Francois Davenne noted that the spread of the virus was so rapid because we are so interconnected, and we should not lose this interconnectivity. Although people are afraid of using public transport, we need to reassure them that we will do everything in our power to ensure their safety. The aftermath of the Covid-19 crisis will be the occasion to build a new normal for the world of tomorrow. Railways have demonstrated their resilience and their capacity to deliver essential services even in these difficult circumstances. In a Joint Statement, UIC, UNIFE, and UITP strongly commit to giving a new sense of urgency to the delivery of this paradigm for the public transport ecosystem.

For Octavi de la Varga, all the debates we are having now were already there before the Covid crisis.

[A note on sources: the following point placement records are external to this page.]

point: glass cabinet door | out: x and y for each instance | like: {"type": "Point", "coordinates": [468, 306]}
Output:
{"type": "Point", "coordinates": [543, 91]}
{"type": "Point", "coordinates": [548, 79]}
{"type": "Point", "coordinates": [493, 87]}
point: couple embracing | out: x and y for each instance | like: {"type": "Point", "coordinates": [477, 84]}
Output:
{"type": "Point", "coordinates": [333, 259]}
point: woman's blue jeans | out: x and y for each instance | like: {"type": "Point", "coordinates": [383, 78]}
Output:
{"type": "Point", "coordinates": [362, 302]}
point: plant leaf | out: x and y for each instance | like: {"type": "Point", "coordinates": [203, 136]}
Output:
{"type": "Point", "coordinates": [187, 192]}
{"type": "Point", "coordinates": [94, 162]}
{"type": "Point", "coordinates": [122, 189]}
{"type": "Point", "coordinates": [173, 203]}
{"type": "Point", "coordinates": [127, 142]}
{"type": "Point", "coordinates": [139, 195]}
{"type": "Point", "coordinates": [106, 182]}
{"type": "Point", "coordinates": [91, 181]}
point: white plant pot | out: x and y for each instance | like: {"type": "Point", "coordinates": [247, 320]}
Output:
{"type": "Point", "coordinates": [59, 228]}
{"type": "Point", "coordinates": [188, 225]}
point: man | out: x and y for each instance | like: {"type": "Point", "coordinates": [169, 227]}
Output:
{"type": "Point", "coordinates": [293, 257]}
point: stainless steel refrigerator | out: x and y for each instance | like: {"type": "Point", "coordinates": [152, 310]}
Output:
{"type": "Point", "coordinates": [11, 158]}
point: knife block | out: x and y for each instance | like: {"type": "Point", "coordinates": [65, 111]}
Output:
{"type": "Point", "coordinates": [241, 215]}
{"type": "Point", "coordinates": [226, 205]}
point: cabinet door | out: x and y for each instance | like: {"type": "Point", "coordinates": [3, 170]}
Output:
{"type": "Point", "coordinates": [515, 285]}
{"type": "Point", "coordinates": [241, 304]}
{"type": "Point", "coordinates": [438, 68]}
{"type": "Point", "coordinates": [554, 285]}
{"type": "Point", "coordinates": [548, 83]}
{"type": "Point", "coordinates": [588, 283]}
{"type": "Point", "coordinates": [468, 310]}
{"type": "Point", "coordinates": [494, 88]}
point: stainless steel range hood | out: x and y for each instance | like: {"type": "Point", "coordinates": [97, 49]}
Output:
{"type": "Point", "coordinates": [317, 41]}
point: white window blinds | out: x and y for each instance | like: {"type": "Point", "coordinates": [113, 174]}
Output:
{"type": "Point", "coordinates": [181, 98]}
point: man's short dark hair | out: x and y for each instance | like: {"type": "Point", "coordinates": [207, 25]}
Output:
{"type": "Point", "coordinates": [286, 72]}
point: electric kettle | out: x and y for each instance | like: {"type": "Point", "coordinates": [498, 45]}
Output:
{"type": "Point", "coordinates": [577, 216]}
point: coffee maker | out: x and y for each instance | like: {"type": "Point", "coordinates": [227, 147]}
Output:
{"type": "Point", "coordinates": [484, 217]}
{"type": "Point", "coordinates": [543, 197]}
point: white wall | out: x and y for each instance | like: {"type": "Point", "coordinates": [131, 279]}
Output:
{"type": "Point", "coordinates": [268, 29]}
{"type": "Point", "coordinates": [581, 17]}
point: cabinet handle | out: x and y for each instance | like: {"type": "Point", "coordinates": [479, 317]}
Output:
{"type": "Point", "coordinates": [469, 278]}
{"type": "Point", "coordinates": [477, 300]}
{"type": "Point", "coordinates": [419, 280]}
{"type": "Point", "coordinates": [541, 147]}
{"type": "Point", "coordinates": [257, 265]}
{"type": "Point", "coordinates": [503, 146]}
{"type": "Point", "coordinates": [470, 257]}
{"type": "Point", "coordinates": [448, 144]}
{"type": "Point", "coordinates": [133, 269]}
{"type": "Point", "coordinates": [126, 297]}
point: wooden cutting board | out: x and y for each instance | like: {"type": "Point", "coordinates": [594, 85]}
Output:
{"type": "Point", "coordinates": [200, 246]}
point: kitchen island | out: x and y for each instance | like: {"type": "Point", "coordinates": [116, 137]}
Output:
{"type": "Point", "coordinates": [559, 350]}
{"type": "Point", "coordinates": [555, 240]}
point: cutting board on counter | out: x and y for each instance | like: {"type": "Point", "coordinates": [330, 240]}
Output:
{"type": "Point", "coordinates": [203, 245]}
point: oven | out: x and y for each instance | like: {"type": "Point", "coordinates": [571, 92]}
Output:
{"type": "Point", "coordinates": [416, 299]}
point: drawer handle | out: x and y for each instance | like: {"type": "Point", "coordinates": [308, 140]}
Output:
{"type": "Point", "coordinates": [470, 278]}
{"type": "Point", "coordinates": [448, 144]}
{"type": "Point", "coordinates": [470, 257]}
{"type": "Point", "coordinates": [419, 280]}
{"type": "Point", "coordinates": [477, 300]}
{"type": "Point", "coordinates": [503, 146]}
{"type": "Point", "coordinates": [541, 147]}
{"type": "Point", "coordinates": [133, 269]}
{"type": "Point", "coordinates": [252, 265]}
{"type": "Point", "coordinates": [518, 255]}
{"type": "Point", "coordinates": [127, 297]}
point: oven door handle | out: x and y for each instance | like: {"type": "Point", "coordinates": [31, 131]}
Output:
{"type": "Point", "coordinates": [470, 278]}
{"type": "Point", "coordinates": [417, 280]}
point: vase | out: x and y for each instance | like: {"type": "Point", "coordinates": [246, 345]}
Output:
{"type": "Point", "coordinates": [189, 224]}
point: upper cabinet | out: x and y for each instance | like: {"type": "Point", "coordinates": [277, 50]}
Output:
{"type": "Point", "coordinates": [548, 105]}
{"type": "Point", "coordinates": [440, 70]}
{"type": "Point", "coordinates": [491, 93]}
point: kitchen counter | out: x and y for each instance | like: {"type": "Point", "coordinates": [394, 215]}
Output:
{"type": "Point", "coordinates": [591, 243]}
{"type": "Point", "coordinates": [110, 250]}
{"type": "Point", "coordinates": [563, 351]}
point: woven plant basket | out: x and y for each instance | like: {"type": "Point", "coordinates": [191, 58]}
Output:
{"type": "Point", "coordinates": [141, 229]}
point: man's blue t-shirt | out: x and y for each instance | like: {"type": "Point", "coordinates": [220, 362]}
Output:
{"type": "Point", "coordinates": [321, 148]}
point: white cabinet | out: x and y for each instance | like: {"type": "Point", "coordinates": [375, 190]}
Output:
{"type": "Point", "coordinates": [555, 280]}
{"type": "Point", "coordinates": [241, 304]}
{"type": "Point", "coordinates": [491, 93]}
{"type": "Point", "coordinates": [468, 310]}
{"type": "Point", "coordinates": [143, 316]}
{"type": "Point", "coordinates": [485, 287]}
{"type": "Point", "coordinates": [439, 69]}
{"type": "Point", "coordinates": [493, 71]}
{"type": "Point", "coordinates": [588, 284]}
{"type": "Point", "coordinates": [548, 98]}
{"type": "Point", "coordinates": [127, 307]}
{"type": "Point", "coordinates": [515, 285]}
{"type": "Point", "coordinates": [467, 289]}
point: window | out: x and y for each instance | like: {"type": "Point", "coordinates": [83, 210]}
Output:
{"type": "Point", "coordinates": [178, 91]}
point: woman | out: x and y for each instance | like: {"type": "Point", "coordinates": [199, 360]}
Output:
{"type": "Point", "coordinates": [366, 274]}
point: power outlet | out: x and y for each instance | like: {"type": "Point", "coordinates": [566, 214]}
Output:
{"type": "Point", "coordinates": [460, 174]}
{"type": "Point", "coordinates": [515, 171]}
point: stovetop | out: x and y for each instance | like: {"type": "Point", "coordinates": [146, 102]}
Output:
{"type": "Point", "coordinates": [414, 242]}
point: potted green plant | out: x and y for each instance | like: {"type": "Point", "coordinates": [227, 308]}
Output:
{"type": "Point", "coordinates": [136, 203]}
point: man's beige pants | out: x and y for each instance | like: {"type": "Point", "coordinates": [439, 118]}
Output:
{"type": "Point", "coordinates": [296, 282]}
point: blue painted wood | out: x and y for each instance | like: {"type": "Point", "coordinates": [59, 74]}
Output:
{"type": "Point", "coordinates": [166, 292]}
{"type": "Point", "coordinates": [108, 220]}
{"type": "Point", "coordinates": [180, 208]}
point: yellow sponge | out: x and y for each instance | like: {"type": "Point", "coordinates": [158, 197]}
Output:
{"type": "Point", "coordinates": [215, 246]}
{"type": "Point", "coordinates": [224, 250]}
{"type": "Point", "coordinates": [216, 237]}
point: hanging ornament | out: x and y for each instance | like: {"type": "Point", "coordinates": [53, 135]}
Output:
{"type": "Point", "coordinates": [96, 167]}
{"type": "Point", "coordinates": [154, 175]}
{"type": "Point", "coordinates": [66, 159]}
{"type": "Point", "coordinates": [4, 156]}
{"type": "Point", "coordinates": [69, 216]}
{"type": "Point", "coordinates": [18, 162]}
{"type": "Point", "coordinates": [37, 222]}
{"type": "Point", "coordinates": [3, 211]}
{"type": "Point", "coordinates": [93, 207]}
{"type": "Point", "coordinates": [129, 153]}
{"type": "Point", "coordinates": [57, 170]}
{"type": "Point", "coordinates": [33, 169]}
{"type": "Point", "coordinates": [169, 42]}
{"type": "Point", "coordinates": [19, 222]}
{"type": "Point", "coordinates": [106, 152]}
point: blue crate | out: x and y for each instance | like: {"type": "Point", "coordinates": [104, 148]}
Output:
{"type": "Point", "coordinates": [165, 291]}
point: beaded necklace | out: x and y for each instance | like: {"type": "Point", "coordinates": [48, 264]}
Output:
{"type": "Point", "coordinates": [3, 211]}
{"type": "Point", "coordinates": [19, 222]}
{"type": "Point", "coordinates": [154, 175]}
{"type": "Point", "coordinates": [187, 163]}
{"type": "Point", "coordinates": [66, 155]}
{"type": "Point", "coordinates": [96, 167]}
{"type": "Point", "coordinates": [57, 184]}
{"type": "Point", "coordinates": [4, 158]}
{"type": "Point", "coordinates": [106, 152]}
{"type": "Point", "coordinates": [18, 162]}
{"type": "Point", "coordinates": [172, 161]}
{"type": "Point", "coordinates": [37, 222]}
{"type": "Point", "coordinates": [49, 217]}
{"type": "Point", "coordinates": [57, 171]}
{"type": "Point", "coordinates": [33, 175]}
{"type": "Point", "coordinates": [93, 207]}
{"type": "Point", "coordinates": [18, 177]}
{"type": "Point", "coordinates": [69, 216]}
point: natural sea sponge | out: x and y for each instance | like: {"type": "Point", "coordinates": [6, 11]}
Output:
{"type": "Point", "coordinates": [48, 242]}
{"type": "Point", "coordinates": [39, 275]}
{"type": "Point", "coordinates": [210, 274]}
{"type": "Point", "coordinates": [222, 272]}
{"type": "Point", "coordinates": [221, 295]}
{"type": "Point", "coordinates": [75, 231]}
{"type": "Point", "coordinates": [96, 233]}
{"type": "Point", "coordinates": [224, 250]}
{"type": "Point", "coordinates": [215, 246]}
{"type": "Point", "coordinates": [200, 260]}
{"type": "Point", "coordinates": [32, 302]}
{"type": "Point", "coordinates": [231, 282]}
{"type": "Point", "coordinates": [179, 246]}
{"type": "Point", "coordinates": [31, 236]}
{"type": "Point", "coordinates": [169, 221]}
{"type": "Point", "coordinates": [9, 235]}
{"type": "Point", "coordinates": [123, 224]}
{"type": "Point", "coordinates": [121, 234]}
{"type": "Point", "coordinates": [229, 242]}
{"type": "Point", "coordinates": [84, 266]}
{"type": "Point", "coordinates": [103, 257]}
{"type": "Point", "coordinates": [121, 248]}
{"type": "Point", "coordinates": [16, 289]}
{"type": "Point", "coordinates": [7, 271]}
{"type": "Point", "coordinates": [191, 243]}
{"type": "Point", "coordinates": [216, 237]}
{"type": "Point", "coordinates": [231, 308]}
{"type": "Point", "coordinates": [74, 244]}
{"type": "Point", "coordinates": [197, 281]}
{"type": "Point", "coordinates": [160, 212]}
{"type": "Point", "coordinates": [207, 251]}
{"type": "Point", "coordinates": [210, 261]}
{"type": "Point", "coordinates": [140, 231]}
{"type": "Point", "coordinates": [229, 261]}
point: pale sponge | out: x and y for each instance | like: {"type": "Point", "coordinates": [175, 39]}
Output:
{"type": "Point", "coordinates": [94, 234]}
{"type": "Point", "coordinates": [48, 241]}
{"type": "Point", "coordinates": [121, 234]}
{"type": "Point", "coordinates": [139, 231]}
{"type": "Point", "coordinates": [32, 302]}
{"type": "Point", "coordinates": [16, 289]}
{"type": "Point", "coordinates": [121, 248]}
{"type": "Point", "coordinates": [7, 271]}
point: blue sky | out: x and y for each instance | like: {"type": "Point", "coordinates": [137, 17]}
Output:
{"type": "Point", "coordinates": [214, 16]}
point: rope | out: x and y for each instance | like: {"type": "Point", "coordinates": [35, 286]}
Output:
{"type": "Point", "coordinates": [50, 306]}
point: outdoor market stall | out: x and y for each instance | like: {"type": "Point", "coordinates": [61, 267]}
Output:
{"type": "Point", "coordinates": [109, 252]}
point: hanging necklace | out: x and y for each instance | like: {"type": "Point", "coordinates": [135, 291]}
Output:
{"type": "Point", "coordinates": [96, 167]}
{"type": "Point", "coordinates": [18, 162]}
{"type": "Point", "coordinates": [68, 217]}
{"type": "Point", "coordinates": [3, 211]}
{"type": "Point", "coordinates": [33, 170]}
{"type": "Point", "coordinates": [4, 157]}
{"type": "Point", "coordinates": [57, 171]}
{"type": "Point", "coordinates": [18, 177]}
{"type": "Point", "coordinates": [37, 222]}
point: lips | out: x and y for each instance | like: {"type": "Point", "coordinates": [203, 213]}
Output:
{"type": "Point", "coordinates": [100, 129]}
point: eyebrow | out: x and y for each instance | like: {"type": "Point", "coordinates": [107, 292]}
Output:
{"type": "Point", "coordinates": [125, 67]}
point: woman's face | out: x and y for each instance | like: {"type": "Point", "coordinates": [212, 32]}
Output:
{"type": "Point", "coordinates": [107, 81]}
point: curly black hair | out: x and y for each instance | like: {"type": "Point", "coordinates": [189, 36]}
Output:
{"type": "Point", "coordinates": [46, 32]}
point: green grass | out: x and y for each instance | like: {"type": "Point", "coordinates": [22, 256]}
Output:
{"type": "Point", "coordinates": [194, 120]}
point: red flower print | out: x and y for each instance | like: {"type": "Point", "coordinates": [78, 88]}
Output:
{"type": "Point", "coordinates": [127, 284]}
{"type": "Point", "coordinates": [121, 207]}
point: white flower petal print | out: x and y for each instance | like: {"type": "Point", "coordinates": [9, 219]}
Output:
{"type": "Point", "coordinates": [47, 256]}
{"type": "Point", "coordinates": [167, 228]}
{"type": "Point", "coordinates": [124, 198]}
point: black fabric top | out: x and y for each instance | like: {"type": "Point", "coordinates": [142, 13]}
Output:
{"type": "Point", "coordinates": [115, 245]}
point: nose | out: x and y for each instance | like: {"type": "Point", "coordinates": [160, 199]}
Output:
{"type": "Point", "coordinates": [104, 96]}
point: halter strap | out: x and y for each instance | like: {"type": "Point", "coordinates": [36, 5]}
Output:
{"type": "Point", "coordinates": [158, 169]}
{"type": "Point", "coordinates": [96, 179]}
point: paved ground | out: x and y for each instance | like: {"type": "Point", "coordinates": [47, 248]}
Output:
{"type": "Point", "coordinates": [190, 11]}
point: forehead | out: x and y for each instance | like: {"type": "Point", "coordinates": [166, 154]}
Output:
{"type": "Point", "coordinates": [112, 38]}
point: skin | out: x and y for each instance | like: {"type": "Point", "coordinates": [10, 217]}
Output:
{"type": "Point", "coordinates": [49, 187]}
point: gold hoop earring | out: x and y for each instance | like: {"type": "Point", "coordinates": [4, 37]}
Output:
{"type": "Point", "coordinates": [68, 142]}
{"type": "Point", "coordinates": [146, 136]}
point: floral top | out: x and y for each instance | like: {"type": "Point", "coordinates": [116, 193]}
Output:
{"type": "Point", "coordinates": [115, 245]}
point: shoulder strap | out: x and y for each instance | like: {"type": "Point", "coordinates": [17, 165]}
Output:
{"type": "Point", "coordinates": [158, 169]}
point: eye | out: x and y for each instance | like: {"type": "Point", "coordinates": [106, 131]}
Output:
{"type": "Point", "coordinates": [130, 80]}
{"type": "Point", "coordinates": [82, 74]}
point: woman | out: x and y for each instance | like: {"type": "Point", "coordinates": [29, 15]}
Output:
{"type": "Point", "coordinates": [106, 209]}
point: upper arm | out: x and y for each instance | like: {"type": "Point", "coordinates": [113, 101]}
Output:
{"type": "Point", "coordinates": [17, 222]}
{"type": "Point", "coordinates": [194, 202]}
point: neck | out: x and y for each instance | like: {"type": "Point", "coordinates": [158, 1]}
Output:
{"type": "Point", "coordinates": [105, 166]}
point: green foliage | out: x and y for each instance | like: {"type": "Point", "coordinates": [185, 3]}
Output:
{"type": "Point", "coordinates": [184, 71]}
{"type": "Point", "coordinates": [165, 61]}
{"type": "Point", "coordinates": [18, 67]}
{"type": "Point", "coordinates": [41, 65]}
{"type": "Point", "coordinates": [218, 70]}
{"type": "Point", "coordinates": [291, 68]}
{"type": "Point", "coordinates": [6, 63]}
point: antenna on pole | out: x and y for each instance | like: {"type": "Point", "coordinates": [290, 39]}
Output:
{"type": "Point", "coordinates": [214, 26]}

We have just gone through a gigantic “live-learning experiment.” Decisions should involve different public administrations, as well as the private actors and the mix of formal and informal service providers. City leaders should reimagine the usage of space and think beyond the administrative border of the city they are managing.

Multimodality has really demonstrated to be the key for stimulus resilient commute and deliveries and the one thing would be to connect between rail, public transit with various flexible modes of commute like bike share, scooter, and other active digital mobility. “To enable multimodality and mobility as a service we need data-sharing, interoperability and fair market access”, said Ida Schauman,

For Maya Ben Dror, a partnership with financial institutions will have a huge role to play during this crisis period as well to rebuild confidence and steer funding towards what’s needed and not just for the recovery phase but rather towards a desired future that we all want to achieve. The public sector should make wise decisions looking not at the costs of recovery and of survival, but rather future costs on mobility system that is resilient to climate change.

“Pandemics have always shaped our cities” concluded Sheila Watson. All mobility solutions are under threat. More than ever, we should all unite around the same goals because we need sustainability and we want liveable cities.